Function scope variable:
100% compatible, as long as you don't pass it by value to another function.
Return type:
not 100% compatible but 99% compatible doesn't seem wrong.
Function parameter by value:
100% compatible with one caveat, unique_ptrs must be passed through a std::move call. This one is simple as the compiler will complain if you don't get it right.
Function parameter by reference:
100% compatible.
Class member variable:
This one is tricky. std::auto_ptrs copy semantics are evil. If the class disallows copying then std::unique_ptr is a drop in replacement. However, if you tried to give the class reasonable copy semantics, you'll need to change the std::auto_ptr handling code. This is simple as the compiler will complain if you don't get it right.
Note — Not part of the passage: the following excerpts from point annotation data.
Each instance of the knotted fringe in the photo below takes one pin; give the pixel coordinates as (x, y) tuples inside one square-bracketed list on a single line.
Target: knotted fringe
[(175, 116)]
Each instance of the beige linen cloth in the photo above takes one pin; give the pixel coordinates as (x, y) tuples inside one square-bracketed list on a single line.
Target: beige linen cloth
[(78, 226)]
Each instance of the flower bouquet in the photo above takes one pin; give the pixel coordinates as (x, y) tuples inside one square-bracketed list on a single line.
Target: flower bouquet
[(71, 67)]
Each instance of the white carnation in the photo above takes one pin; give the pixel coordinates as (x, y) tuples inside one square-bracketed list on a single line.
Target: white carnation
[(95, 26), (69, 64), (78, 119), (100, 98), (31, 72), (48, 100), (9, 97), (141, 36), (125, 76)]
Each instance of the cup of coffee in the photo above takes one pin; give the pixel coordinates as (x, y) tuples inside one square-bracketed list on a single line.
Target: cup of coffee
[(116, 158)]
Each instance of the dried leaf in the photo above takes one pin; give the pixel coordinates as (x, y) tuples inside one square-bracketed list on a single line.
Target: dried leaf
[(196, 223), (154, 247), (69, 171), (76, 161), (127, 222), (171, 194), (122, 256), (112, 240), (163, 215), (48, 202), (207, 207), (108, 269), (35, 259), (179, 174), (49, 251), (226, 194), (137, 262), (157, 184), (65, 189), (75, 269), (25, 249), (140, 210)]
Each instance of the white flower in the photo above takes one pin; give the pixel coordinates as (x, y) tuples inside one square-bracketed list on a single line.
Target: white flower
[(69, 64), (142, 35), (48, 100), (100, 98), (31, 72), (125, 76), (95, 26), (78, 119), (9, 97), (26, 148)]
If you allowed copying of a class with a std::auto_ptr member without any special code, then shame on you and good luck.
In summary, std::unique_ptr is an unbroken std::auto_ptr. It disallows at compile time behaviors that were often errors when using a std::auto_ptr. So if you used std::auto_ptr with the care it needed, switching to std::unique_ptr should be simple. If you relied on std::auto_ptr's odd behavior, then you need to refactor your code anyway.
AFAIK, unique_ptr is not a direct replacement. The major flaw that it fixes is the implicit transfer of ownership.
std::auto_ptr<int> a(new int(10)), b;
b = a; //implicitly transfers ownership
std::unique_ptr<int> a(new int(10)), b;
b = std::move(a); //ownership must be transferred explicitly
On the other hand, unique_ptr will have completely new capabilities: they can be stored in containers.
Herb Sutter has a nice explanation on GotW #89:
What’s the deal with auto_ptr? auto_ptr is most charitably characterized as a valiant attempt to create a unique_ptr before C++
had move semantics. auto_ptr is now deprecated, and should not be used
in new code.
If you have auto_ptr in an existing code base, when you get a chance
try doing a global search-and-replace of auto_ptr to unique_ptr; the
vast majority of uses will work the same, and it might expose (as a
compile-time error) or fix (silently) a bug or two you didn't know you
had.
In other words, while a global search-and-replace may "break" your code temporarily, you should do it anyway: It may take some time to fix the compile errors, but will save you a lot more trouble in the long run.